Managing “Model Drift”: Post-Market Monitoring Requirements for 2026

Anna Lisowska

⚡ TL;DR

  • Article 72 of the EU AI Act requires providers of high-risk AI systems to have a post-market monitoring plan in place from the day the system goes live — not as a future governance aspiration.
  • Model drift — the degradation of a model’s real-world performance relative to its validated baseline — is the primary technical phenomenon that post-market monitoring is designed to detect. Left undetected, it creates simultaneous compliance failure and harm to affected individuals.
  • A compliant post-market monitoring plan has three non-negotiable elements: proactive performance tracking with pre-documented thresholds, systematic incident capture with regulatory reporting workflows, and corrective action governance linking observations to documented responses.

AI systems do not stay the way you validated them. This is not a failure of engineering — it is an inherent property of machine learning systems deployed in dynamic real-world environments.

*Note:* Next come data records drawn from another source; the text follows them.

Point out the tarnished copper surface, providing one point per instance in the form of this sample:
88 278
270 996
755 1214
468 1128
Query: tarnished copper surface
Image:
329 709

The population that interacts with the system shifts. The upstream data sources that feed it change. The social, economic, or behavioural patterns the model was trained to recognise evolve. And over time, the gap between the world the model learned and the world the model operates in grows — a phenomenon the ML community calls model drift, and one that the EU AI Act’s post-market monitoring framework is specifically designed to catch.

Article 72 makes post-market monitoring a legal obligation rather than engineering best practice. A high-risk AI system whose provider cannot demonstrate active performance monitoring — with documented thresholds, incident records, and corrective action history — is not compliant, regardless of how well it performed at the time of its conformity assessment. This post gives you the complete framework: the types of drift you must monitor, the monitoring architecture that produces auditable evidence, and the incident and reporting workflows that Article 72 and Article 73 require.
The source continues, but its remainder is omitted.